椅子から乗り出してローのスマホを覗き込んだが、ずらりと並んだアルファベットの羅列は名前にとって英語かどうかすら判断し難いものだった。
数秒固まったあと、タイトルは太文字なんだな、と理解した名前は静かに席に座りなおした。


「ああ。だからちょっと流し読みしにくくてな…。ぱっと見書いてねーっぽい…下の方には書いてあるのか…?」


再び画面の中に意識を没頭させようとするローに対し、一気に興味の薄れた名前はひらひらと手を払った。

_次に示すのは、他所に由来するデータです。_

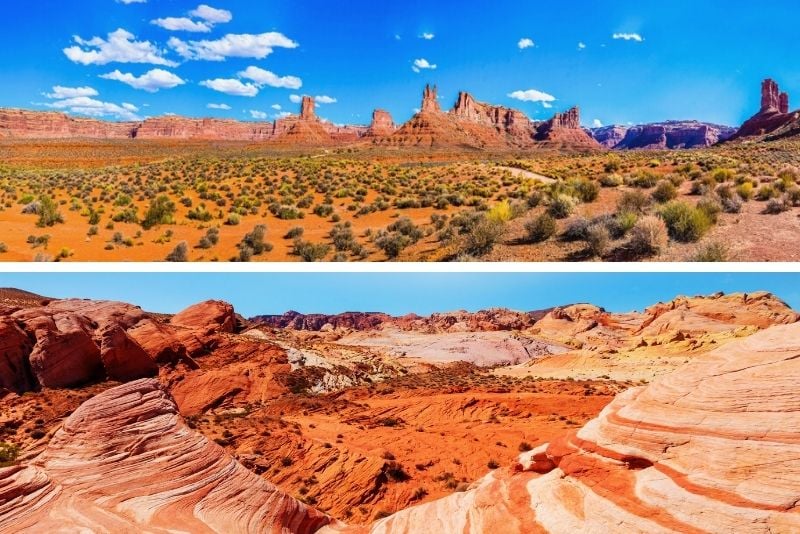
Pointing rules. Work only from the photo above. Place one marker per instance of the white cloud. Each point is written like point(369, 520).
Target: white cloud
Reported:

『いーいー。別にミツバチが何色見ていようが私には特に関係ないし。』

「は?…お前、これ聞いて何も感じねーの?」

『は?』


ようやく名前の方を向いたローだったが、その表情は見るからに不服そうだ。


「この世には俺らが見れない色があって見れない世界があるってことだぜ?
もしかしたらまだ解明されてないだけで、他にもめちゃくちゃ沢山の色が存在してるかもしれねーんだぞ。」


『例えば?』

「知るか、誰も知らねーんだから名前なんてねーだろ。
とにかくだ。俺らが見れねー色があって、もしかしたらその色で出来た生物とかがいて、そいつらは今まさに俺らのそばにいるかもしれねーってことだ!」

『…色違いの人間…とか?』

「いるかもしれねーな!そいつらはそいつらにしか見れない食べものとか食ってるんだ。で、俺らと同じように文明も進化してて、俺らには見れない都市とか作ってんだよ!」


ローはキラキラと目を輝かせ、胸の前で握りこぶしを作り遠くを見つめた。ローの胸は確かに高鳴っていた。見たこともない、誰も知らない世界は自分の探究心を刺激するのに充分であったし、誰も見たことのない財宝を夢見ているかのような高揚感があった。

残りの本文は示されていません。